L’ONU nomme un émissaire pour le Soudan pour aider l’Union africaine dans sa médiation

L’ONU nomme un émissaire pour le Soudan pour aider l’Union africaine dans sa médiation

Le secrétaire général de l’ONU, Antonio Guterres, a nommé un émissaire pour le Soudan afin d’aider l’Union africaine à conduire une médiation dans ce pays, a annoncé mardi son porte-parole, alors que le Conseil de sécurité reste divisé sur ce dossier.

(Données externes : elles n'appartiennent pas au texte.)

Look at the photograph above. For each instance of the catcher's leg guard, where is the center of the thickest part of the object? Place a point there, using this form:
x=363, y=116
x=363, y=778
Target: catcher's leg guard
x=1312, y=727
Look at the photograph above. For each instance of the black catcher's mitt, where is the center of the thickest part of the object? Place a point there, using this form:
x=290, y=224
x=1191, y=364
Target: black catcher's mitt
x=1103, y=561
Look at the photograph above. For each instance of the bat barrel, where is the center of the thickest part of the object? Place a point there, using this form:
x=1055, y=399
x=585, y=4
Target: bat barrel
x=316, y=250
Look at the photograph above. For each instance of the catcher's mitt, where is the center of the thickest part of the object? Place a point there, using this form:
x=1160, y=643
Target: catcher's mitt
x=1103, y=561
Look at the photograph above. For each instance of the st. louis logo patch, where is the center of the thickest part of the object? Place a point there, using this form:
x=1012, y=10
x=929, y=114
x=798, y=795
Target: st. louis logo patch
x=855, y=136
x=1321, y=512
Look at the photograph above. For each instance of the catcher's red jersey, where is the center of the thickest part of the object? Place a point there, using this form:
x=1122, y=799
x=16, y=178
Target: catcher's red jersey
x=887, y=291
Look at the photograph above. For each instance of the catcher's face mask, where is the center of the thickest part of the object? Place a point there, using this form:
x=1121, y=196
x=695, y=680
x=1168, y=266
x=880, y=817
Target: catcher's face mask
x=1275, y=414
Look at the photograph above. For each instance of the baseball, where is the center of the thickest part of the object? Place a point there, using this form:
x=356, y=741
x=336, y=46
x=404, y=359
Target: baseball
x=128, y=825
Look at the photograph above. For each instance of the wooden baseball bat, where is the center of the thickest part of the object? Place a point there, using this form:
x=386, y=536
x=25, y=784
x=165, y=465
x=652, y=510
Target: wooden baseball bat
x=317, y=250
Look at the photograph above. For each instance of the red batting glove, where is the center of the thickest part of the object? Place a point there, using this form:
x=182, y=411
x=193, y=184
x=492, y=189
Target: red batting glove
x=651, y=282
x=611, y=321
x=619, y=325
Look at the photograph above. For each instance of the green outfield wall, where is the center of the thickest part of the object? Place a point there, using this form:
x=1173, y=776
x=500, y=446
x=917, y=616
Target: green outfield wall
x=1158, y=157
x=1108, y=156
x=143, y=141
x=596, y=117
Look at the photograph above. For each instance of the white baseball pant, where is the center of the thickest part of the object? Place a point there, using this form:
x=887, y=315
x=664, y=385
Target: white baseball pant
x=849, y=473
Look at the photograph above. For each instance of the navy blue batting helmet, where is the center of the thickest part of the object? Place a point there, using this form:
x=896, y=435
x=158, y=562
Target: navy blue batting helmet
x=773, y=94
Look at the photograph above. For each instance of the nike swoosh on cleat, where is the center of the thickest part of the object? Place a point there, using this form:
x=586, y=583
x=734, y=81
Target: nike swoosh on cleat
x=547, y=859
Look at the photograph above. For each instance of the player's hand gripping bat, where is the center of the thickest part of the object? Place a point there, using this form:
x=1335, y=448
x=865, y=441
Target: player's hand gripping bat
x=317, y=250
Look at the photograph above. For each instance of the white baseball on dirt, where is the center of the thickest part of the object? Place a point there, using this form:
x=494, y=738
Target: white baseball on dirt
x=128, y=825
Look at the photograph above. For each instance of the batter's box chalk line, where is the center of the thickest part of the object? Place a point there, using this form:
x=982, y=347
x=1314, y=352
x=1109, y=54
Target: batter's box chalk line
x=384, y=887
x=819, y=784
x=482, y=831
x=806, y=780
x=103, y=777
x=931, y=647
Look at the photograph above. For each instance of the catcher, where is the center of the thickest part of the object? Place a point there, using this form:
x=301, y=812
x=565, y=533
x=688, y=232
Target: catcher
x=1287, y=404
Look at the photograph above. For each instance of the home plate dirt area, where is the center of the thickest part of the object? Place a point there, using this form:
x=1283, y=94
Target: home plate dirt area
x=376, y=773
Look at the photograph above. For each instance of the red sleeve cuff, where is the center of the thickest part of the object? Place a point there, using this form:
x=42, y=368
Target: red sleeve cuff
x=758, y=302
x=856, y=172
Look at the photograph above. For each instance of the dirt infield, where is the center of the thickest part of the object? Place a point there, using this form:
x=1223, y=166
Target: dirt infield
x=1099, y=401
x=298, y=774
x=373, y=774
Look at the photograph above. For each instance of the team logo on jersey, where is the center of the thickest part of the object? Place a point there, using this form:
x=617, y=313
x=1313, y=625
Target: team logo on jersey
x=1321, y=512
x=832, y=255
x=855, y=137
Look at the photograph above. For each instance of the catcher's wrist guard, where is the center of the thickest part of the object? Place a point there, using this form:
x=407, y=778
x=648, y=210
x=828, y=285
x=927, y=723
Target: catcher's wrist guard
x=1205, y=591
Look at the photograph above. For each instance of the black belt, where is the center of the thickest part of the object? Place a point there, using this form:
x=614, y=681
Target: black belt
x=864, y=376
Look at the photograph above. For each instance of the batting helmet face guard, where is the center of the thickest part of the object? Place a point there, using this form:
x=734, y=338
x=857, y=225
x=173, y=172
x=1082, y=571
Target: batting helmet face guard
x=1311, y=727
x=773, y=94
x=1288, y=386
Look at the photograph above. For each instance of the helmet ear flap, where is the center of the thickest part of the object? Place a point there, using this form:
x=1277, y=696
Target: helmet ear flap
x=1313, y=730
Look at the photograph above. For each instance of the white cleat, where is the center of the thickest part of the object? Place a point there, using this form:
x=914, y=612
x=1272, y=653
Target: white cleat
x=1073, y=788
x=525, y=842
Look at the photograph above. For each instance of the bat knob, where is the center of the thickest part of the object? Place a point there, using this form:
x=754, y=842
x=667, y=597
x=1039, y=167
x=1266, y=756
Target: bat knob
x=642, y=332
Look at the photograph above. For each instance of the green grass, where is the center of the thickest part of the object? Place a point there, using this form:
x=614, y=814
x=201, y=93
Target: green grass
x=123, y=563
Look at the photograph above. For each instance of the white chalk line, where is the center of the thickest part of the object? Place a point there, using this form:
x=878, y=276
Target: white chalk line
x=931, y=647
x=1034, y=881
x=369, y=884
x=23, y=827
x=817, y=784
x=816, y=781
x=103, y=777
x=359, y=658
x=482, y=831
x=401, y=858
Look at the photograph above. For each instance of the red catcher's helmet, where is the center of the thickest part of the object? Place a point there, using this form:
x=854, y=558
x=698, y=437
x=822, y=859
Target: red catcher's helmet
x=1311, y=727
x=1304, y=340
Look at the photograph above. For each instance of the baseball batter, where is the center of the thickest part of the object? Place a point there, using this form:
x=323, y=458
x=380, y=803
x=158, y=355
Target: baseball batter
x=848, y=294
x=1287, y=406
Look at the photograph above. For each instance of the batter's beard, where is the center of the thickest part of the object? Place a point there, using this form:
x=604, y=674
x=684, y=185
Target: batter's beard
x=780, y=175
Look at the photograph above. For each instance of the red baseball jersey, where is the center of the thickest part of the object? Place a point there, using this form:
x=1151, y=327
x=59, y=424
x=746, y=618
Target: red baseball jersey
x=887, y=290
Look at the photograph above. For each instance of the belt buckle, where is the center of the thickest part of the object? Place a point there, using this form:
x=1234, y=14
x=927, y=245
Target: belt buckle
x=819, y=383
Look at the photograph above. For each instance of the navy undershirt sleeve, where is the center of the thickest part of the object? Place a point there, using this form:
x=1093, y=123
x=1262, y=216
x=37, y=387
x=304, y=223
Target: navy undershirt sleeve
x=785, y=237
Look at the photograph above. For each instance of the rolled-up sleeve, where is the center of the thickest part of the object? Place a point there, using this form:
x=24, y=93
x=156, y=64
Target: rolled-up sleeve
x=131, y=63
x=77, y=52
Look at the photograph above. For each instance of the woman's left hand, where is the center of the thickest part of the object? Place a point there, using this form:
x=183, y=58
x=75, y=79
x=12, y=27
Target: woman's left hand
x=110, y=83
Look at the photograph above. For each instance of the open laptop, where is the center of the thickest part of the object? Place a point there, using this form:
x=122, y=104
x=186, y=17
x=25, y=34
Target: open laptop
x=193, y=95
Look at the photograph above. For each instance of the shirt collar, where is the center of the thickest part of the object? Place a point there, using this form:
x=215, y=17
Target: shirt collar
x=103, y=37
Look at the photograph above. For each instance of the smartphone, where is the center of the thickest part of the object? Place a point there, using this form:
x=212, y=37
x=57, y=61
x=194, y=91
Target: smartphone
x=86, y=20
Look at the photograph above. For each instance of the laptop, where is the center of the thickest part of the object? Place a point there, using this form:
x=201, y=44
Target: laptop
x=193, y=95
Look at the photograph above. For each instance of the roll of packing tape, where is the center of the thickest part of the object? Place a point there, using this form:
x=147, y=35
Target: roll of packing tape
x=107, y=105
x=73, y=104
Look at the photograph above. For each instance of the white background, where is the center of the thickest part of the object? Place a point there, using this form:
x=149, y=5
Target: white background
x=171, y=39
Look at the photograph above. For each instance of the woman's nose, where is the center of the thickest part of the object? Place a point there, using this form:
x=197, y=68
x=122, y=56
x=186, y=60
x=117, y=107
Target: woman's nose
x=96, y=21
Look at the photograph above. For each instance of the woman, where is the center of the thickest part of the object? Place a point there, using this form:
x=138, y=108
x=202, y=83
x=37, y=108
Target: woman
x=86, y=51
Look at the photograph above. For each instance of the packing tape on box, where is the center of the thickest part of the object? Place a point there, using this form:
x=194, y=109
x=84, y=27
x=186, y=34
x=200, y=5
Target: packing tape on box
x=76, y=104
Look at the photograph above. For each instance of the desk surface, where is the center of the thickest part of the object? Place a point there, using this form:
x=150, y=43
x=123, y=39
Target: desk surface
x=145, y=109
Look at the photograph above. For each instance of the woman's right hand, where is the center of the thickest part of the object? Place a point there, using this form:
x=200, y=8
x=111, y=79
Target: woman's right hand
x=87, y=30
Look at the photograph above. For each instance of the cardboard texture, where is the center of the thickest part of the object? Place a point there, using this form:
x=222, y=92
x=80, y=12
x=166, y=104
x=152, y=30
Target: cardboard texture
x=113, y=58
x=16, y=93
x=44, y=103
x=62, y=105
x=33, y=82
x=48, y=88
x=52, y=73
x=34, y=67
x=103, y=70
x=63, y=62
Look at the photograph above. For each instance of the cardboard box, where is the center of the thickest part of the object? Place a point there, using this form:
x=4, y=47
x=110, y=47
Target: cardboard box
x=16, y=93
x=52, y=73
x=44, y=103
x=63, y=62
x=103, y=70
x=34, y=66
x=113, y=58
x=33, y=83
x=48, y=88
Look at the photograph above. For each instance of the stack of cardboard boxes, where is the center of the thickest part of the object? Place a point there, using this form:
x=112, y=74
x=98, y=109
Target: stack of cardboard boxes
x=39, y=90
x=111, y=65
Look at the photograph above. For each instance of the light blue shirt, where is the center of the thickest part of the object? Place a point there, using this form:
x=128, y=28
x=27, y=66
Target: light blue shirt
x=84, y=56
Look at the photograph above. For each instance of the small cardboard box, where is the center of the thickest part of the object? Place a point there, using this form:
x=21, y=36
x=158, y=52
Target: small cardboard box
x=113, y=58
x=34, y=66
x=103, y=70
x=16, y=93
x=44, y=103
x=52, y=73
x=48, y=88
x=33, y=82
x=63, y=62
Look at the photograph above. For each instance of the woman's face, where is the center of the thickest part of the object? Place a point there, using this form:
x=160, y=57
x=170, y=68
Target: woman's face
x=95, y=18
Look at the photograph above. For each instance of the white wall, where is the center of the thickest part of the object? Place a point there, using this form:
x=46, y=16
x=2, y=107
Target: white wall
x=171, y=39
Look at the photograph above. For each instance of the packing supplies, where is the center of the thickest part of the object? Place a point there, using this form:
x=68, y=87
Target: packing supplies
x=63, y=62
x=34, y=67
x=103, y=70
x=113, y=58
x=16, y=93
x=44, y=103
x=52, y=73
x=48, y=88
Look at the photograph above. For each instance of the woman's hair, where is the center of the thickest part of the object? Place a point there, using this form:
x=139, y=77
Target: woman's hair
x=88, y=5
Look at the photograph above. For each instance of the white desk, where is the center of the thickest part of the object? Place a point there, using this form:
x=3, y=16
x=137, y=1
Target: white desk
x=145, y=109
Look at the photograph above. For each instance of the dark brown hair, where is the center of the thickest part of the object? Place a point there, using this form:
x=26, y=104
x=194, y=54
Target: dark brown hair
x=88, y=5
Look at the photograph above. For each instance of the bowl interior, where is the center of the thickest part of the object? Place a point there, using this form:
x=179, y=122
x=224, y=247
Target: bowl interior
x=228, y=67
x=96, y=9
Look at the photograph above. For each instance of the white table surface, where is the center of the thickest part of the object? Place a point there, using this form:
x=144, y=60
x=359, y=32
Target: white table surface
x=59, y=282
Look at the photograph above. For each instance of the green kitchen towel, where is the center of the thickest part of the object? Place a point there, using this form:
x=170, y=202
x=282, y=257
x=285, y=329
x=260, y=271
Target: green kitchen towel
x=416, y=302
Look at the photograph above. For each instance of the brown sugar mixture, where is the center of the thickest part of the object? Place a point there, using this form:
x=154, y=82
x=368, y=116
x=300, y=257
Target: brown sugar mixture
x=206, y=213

Nicholas Haysom, un avocat sud-africain, « fera tout ce qu’il peut pour soutenir (les) efforts » de l’Union africaine, qui a menacé lundi de suspendre le Soudan de cette organisation si l’armée ne quitte pas le pouvoir d’ici 15 jours au profit d’une « autorité politique civile », a déclaré Stéphane Dujarric. Le Conseil de Paix et de Sécurité de l’Union africaine (CPS) avait aussi condamné « fermement » la prise de pouvoir par l’armée soudanaise. Antonio Guterres a discuté par téléphone avec Moussa Faki, président de la Commission de l’Union africaine, du rôle de Nicholas Haysom en soutien de cette organisation, a précisé le porte-parole. « Il est normal d’avoir une organisation régionale en première ligne » dans la crise que connaît le Soudan, a-t-il ajouté. Au cours de sa carrière, Nicholas Haysom a déjà rempli des missions pour l’ONU en Somalie, en Afghanistan, au Soudan et au Soudan du Sud. Le Conseil de sécurité doit à nouveau évoquer la situation au Soudan mercredi, à l’occasion d’une réunion sur la force de paix de l’ONU déployée au Darfour (Minuad, 11.000 Casques bleus), prévue de longue date. Vendredi, lors d’une session à huis clos demandée sur la crise au Soudan par les Etats-Unis et cinq pays européens, les 15 membres du Conseil de sécurité avaient échoué à s’entendre sur une déclaration commune. Selon des diplomates, la Russie, la Chine, l’Afrique du Sud, la Guinée équatoriale et dans une moindre mesure l’Indonésie se sont opposées à l’approbation d’un texte. Plusieurs pays considèrent que la crise au Soudan « est une affaire interne » qui ne menace pas la paix et la sécurité internationales, avait alors précisé à des médias l’ambassadeur du Koweït, Mansour al-Otaibi.